Uma pandemia chamada racismo

29/11/2021 às 20:21.
Atualizado em 08/12/2021 às 01:10

Se tem uma coisa que a covid-19 já provou é que a máxima “cada um por si e Deus por todos” não é o caminho para combater a pandemia. Em um mundo globalizado, não adianta um país apresentar altos índices de vacinação e outros não. Não só a variante ômicron, identificada recentemente pela médica sul-africana Angelique Coetzee, mas todas as demais cepas do coronavírus são a chave para entendermos que enquanto as taxas de transmissão viral estiverem altas poderemos ficar presos em um eterno looping.

Quase dois anos se passaram desde o surgimento da covid, e o mundo ainda não aprendeu a lição. A gente já sabe que – no momento – só a imunização do mundo todo é capaz de pôr fim à pandemia. Apesar disso, muitos fecham os olhos para o cenário de enfrentamento da covid-19 na África, o segundo continente mais populoso do mundo, com os seus 1,2 bilhões de habitantes e seus 54 países.

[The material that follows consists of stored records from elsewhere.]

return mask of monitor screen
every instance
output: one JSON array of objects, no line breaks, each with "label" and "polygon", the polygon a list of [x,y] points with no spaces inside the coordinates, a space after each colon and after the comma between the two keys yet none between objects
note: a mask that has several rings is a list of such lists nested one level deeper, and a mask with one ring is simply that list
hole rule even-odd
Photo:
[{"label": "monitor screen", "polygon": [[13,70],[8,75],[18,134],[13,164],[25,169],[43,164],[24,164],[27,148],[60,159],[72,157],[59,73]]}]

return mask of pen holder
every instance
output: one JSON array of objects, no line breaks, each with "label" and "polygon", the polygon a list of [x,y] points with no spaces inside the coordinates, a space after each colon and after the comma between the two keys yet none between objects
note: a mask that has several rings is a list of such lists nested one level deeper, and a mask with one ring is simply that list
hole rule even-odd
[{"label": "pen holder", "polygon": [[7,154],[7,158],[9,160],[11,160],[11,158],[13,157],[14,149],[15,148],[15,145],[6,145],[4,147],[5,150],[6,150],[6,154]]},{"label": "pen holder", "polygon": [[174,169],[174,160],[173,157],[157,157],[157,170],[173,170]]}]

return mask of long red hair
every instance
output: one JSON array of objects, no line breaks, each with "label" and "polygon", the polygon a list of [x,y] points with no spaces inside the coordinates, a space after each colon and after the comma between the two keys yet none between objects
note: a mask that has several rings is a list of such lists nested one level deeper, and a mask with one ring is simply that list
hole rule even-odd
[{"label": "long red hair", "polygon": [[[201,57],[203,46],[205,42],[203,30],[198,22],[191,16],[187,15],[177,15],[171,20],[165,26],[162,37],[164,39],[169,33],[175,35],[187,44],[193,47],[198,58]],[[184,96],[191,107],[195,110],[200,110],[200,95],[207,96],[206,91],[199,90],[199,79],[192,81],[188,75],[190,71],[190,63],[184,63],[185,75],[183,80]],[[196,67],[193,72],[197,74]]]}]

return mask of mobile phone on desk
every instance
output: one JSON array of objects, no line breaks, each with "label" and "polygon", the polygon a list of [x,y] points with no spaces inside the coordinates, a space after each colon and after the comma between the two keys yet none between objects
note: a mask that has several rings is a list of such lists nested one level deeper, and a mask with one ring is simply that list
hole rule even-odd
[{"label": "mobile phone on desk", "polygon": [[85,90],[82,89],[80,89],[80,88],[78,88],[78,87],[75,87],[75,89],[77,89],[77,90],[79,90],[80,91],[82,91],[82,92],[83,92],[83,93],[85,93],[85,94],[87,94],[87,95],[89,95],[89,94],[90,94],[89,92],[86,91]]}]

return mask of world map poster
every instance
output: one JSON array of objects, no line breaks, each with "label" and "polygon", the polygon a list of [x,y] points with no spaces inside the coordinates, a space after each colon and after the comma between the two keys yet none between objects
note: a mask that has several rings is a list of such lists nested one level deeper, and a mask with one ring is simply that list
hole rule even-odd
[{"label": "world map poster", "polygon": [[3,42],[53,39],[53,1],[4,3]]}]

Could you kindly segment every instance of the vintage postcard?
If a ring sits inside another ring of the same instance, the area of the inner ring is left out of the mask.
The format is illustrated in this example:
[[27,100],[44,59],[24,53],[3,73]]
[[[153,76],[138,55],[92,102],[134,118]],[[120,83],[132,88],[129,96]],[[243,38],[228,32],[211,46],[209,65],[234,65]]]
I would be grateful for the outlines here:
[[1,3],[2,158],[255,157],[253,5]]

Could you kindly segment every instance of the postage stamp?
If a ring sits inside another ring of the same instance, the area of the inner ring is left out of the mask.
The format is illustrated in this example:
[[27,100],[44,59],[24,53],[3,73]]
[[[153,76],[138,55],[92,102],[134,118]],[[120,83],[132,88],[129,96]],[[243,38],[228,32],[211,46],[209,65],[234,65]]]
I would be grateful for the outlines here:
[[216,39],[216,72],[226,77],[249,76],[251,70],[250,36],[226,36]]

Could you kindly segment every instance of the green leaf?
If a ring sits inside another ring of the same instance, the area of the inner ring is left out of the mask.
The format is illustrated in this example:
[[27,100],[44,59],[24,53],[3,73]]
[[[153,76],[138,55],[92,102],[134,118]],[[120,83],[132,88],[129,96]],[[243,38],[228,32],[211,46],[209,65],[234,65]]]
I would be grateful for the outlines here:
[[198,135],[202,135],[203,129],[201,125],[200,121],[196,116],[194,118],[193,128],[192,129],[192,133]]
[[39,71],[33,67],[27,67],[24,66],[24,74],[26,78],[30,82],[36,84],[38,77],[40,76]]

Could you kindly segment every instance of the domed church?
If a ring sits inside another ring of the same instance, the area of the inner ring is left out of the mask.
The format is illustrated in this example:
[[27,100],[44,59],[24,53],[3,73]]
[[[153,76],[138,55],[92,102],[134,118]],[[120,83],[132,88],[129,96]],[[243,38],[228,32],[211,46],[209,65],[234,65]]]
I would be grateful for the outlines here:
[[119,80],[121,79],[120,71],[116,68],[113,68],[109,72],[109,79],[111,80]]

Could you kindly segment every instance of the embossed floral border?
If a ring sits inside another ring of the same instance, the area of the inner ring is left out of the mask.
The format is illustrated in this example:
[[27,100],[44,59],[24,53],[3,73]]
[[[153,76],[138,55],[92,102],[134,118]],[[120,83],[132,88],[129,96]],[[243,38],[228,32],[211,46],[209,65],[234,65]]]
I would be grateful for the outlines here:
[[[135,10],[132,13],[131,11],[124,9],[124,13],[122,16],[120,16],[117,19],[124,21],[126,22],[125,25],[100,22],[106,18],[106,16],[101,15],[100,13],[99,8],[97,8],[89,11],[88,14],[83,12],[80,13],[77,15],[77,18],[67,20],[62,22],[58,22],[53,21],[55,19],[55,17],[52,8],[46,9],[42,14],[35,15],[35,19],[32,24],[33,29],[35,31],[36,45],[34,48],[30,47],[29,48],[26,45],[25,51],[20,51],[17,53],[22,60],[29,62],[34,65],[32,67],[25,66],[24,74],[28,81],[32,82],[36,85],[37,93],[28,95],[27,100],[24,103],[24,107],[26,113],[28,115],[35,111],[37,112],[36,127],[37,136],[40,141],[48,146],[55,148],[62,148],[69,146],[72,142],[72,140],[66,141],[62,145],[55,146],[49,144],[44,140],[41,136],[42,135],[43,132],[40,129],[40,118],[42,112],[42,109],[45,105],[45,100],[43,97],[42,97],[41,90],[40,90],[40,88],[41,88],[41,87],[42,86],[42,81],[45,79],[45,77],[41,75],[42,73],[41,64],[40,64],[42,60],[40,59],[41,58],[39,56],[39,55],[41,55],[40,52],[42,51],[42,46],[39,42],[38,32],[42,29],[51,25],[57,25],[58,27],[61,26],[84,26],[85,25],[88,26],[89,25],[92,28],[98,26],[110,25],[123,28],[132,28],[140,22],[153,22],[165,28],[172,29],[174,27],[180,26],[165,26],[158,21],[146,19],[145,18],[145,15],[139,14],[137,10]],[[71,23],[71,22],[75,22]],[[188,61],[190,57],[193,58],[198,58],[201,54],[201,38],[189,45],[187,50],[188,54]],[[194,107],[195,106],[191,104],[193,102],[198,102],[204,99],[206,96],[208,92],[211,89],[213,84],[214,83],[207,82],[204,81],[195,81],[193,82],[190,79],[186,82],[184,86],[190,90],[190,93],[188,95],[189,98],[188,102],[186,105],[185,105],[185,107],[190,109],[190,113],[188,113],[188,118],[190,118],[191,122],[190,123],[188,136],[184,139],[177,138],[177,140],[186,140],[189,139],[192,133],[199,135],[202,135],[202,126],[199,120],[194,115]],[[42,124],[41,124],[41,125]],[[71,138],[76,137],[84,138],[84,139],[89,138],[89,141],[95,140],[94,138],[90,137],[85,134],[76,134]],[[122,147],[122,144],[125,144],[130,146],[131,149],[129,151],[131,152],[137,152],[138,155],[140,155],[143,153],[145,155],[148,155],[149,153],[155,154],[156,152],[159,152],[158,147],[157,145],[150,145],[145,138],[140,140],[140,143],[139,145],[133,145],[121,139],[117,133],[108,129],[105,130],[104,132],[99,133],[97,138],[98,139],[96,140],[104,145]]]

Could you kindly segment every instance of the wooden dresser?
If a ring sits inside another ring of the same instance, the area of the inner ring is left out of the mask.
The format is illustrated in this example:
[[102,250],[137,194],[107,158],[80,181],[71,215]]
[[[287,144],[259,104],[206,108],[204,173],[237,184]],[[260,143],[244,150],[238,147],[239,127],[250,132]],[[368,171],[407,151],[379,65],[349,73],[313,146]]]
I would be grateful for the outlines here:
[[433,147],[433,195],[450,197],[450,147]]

O continente africano apresenta a mais baixa taxa de vacinação contra a covid-19 em todo o mundo. O índice não chega a 10% da população. E para além da vacina, são vários os fatores que comprometem a ampliação da campanha de imunização no continente: carência de tecnologia, recursos logísticos, capacitação de pessoal, conscientização e até falta de seringas. Na verdade, a pandemia escancara as dificuldades de um continente historicamente e politicamente explorado, colonizado. E nesse contexto, não há como não mencionar o tráfico de 10 milhões de africanos para as colônias europeias. Estudos apontam que os países de onde foram retiradas mais pessoas que foram escravizadas são atualmente os mais pobres.

Agora, em vez de uma política internacional que busque resolver os impasses que comprometem a vacinação na África, nações simplesmente fecham as fronteiras. Não é preciso ser nenhum especialista da área para saber que só isso não vai dar certo. Mais letal que o vírus, há outro componente muitas vezes invisível, mas responsável por danos incalculáveis. Estou falando do racismo estrutural, que explica a ausência de uma tomada de decisão global e efetiva quanto à situação da África.

É esse mesmo racismo estrutural que também explica o discurso de dois médicos franceses que debateram a possibilidade de “escolher” a África como um campo de pesquisa para testar a vacina contra a tuberculose no tratamento da covid-19. Li sobre o caso no artigo “Racismo Pandêmico”, publicado em dezembro de 2020 na Revista Artífices e de autoria do professor Marielson Carvalho, doutor em Literatura e Cultura na Universidade Federal da Bahia.

O pesquisador, que discorre em seu trabalho sobre o discurso racista, político e científico sobre povos africanos, pontua: “Ainda sobre a fala dos médicos, ela reproduz um humanitarismo ocidental que se baseia numa ideia de incompetência e ineficiência dos africanos ao lidarem com seus problemas, muitos dos quais forjados pela colonização e mantidos mesmo após a descolonização. É um discurso de cooperação, a partir do qual se constroem estratégias para operar interesses comerciais,cuja lucratividade nunca será dividida igualmente com quem foi explorado”.

A ironia agora é que as consequências do colonialismo, do neocolonialismo e da necropolítica (esta compreendida no que se refere à covid-19 como um modo de atuação política que decide quem vive e quem morre, ou melhor, quem vacina e quem não vacina) serão divididas com o mundo todo. E mais uma vez a humanidade perde.